The most comfortable way to get to KL from KLIA, in my opinion, will be to take the Express Rail Link (ERL). The train will stop at KL Sentral train station and from there; you can easily take a taxi to your hotel at a much cheaper cost.
The train fare, by the way is Rm35 and the journey itself will take around 36 minutes.
Once you are in Kuala Lumpur city the best way to get around is either by foot, train, bus or taxi. have a look here for more information.
Where to stay in KL
With regards to hotels in Kuala Lumpur, there is definitely a wide selection.
Not only does the city cater for business travellers and tourists, there is also a huge range of budget accommodation to for the backpacker.
Business travellers can easily find luxurious boutique and 5 star hotels like the JW Mariott Kuala Lumpur, the Ascot Kuala Lumpur or the Ritz Carlton Hotel Kuala Lumpur just to name a few. Personally, I prefer to stay at the heart of Bukit Bintang shopping district where everything is within walking distance, like the Pavilion Kuala Lumpur shopping mall. Hotels like the Melia Hotel Kuala Lumpur and Federal Hotel Kuala Lumpur are very comfortable and reasonably priced as well.
At the other end of the spectrum, budget travellers also have numerous choices of clean and modestly priced accommodation to choose from. The Alamanda Hotel Petaling Street Kuala Lumpur, the Hotel China Town Inn Kuala Lumpur and the Petaling Street Hotel Kuala Lumpur are all located in Chinatown and are just a stones throw away from one of the most famous Kuala Lumpur landmarks, the old Central Market. Prices for a room per night are all below $20.
Shopping in KL
Kuala Lumpur presents a good mix of everything, from shopping to the famous Kuala Lumpur nightlife along Jalan P.Ramlee and Bukit Bintang Road.

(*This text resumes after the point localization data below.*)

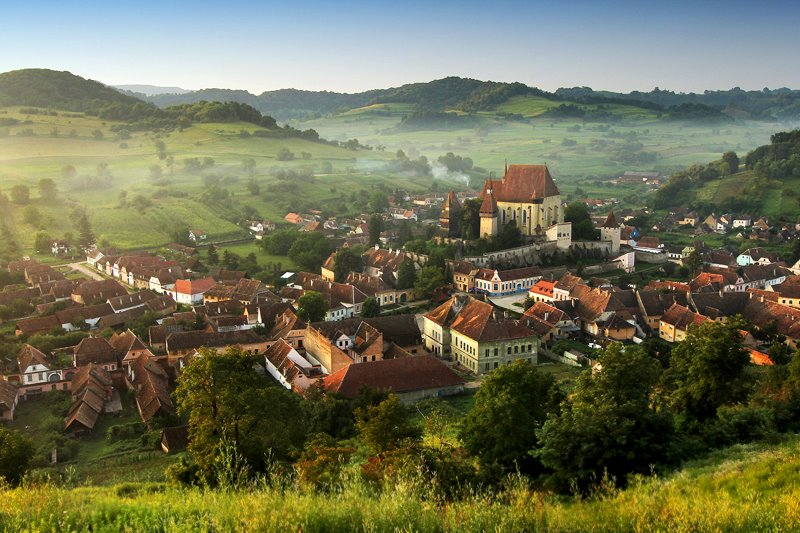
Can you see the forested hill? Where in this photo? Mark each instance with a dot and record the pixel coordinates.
(766, 104)
(471, 96)
(763, 183)
(50, 89)
(59, 90)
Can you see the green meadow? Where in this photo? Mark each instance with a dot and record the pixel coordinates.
(743, 488)
(142, 198)
(131, 208)
(540, 139)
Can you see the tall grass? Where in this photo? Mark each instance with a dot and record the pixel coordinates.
(746, 488)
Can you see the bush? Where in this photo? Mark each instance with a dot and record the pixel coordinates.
(739, 424)
(125, 431)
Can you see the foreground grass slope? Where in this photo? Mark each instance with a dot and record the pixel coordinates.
(744, 488)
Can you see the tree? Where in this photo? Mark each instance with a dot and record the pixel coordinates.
(16, 451)
(230, 260)
(86, 237)
(20, 194)
(345, 261)
(47, 189)
(312, 307)
(43, 242)
(582, 226)
(708, 370)
(213, 256)
(309, 251)
(608, 425)
(428, 280)
(284, 154)
(378, 202)
(694, 261)
(156, 172)
(375, 228)
(370, 308)
(511, 404)
(68, 172)
(229, 404)
(249, 166)
(471, 218)
(386, 426)
(404, 233)
(406, 274)
(31, 215)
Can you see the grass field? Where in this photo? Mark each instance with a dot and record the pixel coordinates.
(539, 139)
(95, 459)
(744, 488)
(31, 151)
(131, 207)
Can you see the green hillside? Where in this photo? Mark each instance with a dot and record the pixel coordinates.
(766, 182)
(147, 190)
(58, 90)
(744, 488)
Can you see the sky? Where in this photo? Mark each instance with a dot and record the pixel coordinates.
(359, 45)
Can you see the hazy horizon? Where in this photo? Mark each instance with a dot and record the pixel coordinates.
(619, 46)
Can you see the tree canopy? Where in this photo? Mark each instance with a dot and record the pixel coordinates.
(229, 404)
(510, 406)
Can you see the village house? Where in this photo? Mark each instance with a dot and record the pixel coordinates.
(542, 291)
(757, 256)
(675, 323)
(197, 235)
(344, 301)
(411, 379)
(334, 347)
(8, 401)
(564, 286)
(505, 282)
(290, 369)
(190, 292)
(150, 385)
(379, 289)
(96, 351)
(653, 303)
(482, 340)
(183, 343)
(463, 275)
(90, 292)
(548, 322)
(92, 392)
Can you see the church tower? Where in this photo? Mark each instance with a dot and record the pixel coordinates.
(611, 231)
(488, 213)
(450, 217)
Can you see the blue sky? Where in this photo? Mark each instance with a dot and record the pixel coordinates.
(359, 45)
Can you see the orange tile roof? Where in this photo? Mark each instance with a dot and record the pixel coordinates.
(523, 183)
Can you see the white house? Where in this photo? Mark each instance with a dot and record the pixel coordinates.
(197, 235)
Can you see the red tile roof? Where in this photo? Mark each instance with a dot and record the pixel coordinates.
(405, 374)
(523, 183)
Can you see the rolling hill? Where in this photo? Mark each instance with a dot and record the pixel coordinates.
(59, 90)
(473, 96)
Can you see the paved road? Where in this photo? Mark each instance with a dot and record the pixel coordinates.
(84, 269)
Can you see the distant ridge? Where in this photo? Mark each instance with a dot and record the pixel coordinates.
(151, 90)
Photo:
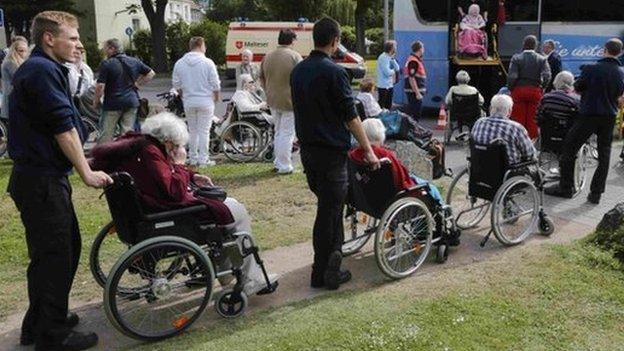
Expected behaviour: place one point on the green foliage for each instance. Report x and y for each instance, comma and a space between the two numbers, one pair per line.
348, 37
142, 41
214, 34
177, 40
375, 35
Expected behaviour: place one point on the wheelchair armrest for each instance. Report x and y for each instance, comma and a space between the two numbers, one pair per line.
175, 213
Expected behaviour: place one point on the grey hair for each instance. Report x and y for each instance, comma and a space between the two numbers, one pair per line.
166, 126
114, 43
375, 130
564, 81
462, 77
501, 105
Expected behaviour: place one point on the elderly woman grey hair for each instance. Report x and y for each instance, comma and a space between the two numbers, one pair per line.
462, 88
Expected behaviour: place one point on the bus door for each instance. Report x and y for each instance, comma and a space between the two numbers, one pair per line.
524, 17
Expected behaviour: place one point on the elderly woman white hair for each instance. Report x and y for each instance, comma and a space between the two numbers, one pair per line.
462, 88
155, 160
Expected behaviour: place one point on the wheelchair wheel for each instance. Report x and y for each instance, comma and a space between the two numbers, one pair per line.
242, 141
403, 238
3, 138
358, 228
230, 304
469, 209
105, 251
515, 210
167, 283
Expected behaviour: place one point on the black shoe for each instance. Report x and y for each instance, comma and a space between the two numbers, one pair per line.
28, 336
594, 198
333, 275
555, 190
74, 341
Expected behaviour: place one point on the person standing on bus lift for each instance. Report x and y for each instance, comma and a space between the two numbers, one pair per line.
415, 80
529, 74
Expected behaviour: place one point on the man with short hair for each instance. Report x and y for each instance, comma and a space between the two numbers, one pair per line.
325, 113
196, 79
498, 126
275, 79
44, 143
554, 61
119, 79
529, 74
415, 79
602, 89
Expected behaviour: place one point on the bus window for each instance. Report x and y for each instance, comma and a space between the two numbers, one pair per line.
432, 11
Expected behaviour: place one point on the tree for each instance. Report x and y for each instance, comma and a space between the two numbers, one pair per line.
18, 14
155, 13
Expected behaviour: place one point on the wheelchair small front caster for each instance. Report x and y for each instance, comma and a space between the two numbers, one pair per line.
231, 304
546, 226
442, 254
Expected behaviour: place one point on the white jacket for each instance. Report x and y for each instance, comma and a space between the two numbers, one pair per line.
197, 77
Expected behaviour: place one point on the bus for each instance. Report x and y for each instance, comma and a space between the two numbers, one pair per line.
579, 29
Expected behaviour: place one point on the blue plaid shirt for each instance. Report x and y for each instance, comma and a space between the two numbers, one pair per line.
517, 142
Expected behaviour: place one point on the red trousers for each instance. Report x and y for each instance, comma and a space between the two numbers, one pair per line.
526, 99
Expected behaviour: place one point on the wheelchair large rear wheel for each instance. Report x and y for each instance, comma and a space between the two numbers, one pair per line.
107, 248
469, 210
515, 210
242, 141
167, 283
404, 237
358, 228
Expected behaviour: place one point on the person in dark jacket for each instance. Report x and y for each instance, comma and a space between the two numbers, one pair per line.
554, 60
324, 115
602, 87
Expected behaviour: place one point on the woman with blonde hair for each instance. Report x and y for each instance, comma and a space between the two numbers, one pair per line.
18, 53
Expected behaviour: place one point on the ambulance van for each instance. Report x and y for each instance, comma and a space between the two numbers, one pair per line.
261, 37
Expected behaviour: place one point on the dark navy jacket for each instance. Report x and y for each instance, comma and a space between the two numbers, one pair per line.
41, 107
322, 103
600, 85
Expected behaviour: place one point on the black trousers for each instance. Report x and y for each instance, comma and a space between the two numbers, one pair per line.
326, 172
581, 130
53, 240
385, 97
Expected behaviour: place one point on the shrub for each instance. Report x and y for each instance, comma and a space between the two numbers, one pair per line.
214, 34
375, 35
142, 41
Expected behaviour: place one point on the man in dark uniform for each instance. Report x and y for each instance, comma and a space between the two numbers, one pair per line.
44, 142
602, 89
324, 115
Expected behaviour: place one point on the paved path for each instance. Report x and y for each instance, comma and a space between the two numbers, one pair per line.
573, 219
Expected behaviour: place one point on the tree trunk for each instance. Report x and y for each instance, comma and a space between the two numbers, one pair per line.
156, 18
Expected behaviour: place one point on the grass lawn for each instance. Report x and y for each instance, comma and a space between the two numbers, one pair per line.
537, 298
282, 210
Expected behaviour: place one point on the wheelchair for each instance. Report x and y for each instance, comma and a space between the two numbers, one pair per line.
463, 114
513, 194
165, 277
247, 135
553, 130
406, 224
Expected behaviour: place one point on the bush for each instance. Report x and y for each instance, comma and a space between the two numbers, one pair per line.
348, 37
94, 54
214, 34
142, 41
375, 35
177, 41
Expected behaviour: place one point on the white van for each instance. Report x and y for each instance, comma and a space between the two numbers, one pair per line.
261, 37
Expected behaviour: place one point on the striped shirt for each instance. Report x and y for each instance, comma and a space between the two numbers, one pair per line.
517, 142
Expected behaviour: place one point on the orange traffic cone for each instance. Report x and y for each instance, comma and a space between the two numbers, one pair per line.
442, 118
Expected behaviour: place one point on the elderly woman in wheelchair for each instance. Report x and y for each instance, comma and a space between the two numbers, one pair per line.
502, 176
180, 234
405, 213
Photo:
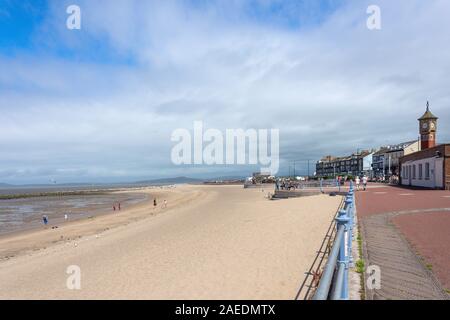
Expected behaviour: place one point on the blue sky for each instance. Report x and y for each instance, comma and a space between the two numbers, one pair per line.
99, 104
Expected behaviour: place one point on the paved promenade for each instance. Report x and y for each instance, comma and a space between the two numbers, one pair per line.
406, 233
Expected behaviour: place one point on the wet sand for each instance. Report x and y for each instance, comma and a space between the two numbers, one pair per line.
212, 242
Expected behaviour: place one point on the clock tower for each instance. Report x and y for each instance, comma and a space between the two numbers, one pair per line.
427, 127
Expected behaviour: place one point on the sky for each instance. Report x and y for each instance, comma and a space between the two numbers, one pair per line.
99, 104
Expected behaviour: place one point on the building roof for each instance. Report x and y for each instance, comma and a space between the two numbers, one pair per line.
394, 147
428, 115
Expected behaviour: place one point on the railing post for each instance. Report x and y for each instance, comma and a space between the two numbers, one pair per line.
349, 204
343, 220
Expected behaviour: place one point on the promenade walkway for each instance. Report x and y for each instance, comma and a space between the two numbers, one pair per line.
406, 233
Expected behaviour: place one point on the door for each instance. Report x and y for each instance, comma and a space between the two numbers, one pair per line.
439, 173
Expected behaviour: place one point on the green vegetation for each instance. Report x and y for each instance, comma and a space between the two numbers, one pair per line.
360, 266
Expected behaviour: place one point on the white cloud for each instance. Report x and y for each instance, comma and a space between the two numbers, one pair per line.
331, 88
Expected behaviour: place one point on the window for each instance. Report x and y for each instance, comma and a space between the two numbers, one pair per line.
427, 171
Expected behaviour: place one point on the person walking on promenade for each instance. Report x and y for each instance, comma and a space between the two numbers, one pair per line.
357, 181
365, 182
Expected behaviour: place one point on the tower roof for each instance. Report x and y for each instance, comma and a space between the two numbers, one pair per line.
428, 114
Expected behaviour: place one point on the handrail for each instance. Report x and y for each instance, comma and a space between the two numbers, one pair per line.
335, 273
327, 276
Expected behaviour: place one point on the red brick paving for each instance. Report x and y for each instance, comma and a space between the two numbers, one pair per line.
375, 201
429, 233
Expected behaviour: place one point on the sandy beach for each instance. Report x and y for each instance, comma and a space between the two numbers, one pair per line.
211, 242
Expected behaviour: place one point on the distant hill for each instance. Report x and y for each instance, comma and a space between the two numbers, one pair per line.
176, 180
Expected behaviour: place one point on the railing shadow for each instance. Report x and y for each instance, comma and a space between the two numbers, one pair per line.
313, 275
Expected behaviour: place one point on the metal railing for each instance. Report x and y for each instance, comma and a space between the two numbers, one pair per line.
334, 281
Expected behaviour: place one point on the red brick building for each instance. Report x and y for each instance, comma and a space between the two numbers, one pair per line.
429, 167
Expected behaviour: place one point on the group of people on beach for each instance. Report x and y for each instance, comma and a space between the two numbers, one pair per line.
358, 181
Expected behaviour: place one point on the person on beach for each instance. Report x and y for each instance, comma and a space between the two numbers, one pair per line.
365, 182
357, 181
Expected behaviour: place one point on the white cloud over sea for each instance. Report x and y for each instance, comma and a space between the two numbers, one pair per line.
100, 104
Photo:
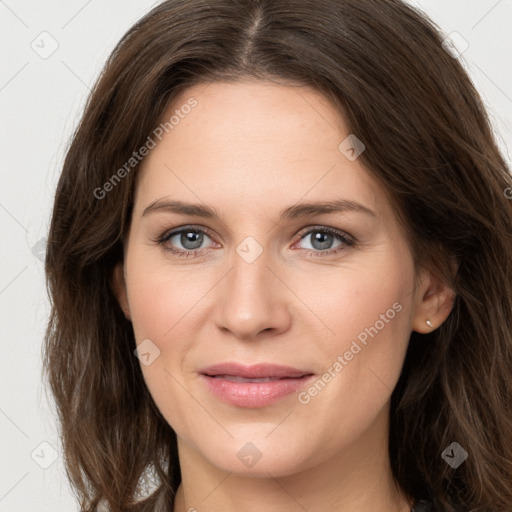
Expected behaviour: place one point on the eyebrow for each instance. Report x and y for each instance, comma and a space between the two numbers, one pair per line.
291, 212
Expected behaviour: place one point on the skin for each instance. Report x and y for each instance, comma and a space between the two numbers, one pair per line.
250, 149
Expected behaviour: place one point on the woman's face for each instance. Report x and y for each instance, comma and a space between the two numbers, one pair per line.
271, 280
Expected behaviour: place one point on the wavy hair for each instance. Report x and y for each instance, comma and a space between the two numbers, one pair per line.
429, 142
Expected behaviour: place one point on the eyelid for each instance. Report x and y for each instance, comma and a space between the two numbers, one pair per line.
347, 239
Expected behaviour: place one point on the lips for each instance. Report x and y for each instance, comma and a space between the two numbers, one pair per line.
258, 372
253, 386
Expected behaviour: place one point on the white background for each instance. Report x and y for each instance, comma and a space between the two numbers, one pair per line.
41, 101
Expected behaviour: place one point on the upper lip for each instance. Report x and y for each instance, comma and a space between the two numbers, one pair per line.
256, 371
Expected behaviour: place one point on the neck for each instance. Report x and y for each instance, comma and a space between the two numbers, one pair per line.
356, 479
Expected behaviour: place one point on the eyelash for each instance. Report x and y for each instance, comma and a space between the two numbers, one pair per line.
347, 241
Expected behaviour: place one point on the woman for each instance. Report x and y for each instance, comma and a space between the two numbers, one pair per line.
280, 268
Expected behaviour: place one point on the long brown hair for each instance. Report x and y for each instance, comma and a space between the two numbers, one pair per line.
429, 142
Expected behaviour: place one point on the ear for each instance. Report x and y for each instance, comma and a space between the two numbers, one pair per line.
118, 285
434, 302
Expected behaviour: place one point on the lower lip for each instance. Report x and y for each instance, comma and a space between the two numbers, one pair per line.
254, 394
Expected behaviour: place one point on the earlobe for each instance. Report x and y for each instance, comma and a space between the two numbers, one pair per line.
434, 303
118, 285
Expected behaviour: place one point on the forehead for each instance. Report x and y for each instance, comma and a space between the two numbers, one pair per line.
258, 141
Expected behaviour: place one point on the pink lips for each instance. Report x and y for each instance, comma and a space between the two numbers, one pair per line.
253, 386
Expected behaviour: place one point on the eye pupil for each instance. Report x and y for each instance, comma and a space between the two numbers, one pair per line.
324, 239
191, 237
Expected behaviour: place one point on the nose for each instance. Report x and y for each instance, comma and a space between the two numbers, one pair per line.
253, 300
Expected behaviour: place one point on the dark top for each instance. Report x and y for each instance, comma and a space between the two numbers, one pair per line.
422, 506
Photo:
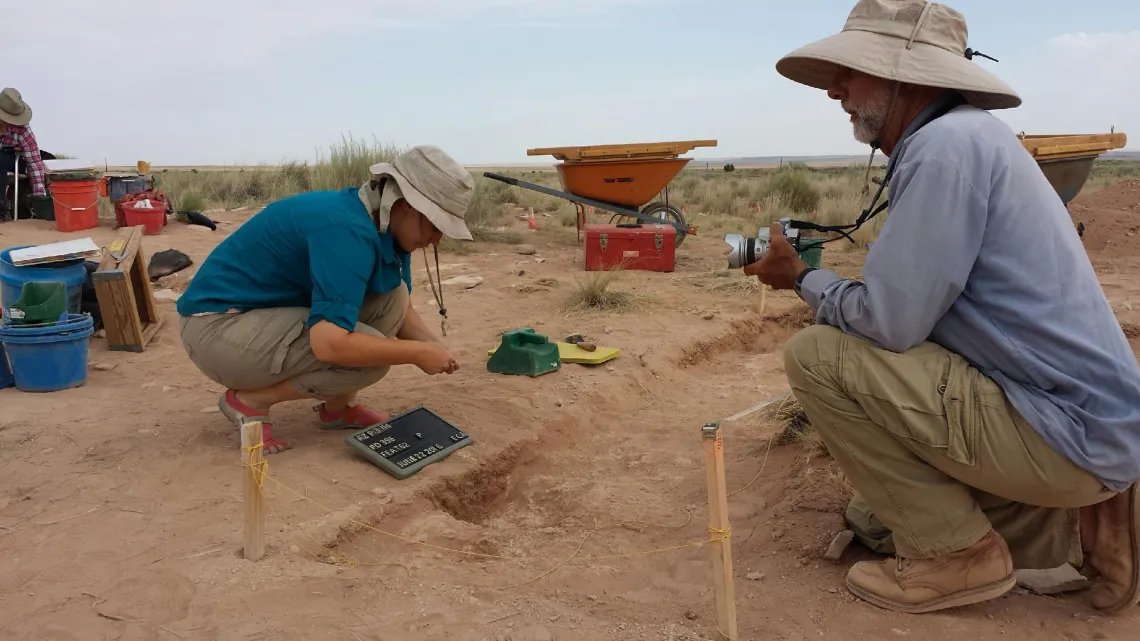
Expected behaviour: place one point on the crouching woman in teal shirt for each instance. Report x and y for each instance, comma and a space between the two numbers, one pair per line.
309, 298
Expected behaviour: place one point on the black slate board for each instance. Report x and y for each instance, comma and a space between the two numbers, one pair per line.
409, 441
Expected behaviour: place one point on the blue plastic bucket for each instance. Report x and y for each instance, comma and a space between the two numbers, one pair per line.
6, 380
13, 277
49, 356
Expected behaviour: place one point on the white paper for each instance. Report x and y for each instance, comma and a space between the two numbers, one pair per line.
56, 252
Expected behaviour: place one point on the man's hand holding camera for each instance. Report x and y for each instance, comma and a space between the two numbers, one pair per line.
781, 264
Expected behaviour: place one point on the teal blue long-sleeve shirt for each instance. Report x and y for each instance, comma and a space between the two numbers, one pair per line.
978, 254
318, 250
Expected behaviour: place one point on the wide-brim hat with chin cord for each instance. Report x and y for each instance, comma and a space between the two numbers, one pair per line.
13, 107
910, 41
434, 185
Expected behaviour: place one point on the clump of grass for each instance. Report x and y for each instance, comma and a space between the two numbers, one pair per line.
797, 429
189, 201
348, 163
796, 189
594, 293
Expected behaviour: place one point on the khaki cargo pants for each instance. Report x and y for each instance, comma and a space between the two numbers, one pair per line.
936, 452
263, 347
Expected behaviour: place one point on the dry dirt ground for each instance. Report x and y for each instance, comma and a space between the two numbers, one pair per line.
121, 514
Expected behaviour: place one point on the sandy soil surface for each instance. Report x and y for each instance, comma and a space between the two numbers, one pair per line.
121, 516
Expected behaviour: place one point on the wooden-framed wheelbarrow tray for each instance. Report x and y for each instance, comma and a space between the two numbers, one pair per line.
621, 179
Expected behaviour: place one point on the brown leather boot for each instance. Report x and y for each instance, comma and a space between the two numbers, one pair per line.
979, 573
1112, 545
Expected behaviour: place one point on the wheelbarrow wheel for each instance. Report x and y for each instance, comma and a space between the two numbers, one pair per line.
662, 211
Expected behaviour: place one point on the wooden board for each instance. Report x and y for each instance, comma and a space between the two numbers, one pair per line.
602, 153
1049, 147
130, 316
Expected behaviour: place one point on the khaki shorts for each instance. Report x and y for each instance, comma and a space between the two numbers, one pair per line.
263, 347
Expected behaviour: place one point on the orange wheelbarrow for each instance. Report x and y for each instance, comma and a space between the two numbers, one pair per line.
621, 179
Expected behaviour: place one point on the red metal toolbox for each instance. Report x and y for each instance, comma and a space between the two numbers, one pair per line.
650, 248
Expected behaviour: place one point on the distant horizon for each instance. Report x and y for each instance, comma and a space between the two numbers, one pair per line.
742, 161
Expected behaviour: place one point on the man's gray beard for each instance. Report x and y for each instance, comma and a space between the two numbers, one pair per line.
871, 119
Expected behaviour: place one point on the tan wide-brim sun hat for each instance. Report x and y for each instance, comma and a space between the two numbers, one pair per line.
13, 107
910, 41
434, 185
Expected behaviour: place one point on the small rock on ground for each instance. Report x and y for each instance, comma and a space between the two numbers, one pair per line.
839, 545
532, 633
167, 295
465, 282
1055, 581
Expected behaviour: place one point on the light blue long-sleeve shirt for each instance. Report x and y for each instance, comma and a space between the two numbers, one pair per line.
979, 256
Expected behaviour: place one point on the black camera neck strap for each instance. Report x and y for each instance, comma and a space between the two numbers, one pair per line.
938, 107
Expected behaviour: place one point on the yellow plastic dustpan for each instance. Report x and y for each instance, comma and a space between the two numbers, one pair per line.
573, 354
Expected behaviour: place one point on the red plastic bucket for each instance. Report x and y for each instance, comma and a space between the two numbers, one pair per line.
152, 220
76, 203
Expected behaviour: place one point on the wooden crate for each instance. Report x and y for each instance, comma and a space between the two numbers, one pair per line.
130, 316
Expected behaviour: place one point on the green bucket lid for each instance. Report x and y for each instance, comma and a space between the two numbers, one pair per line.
40, 301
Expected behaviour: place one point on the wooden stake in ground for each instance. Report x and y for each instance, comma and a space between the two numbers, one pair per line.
719, 530
253, 472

Around the Bukit Bintang district, there are several major shopping malls that are worth visiting. Sungai Wang Plaza, Bukit Bintang, the two oldest shopping malls in KL, the Berjaya Times Square, Lot 10 and the Pavilion Kuala Lumpur are just some of the few places that a shopping fanatic must visit when in KL.
As the city was also the administrative centre for the British during colonial times, the city has many architectural heritages left over by the British that will prove a delight to those who appreciate architectural history.
Modern development has also left its imprint on the city as well.
Kuala Lumpur is also the cultural centre of Malaysia and with this, it is not surprising to find many cultural attractions in this bustling metropolis.
Below is a list of some attractions that I recommend for new visitors to the city and old visitors if you have not got out and about yet:
All in all KL is a fantastic energetic city with lots to see and do. It is also a great city to use as a hub whilst you travel to other areas, specially with the affordability of low cost flights at the moment!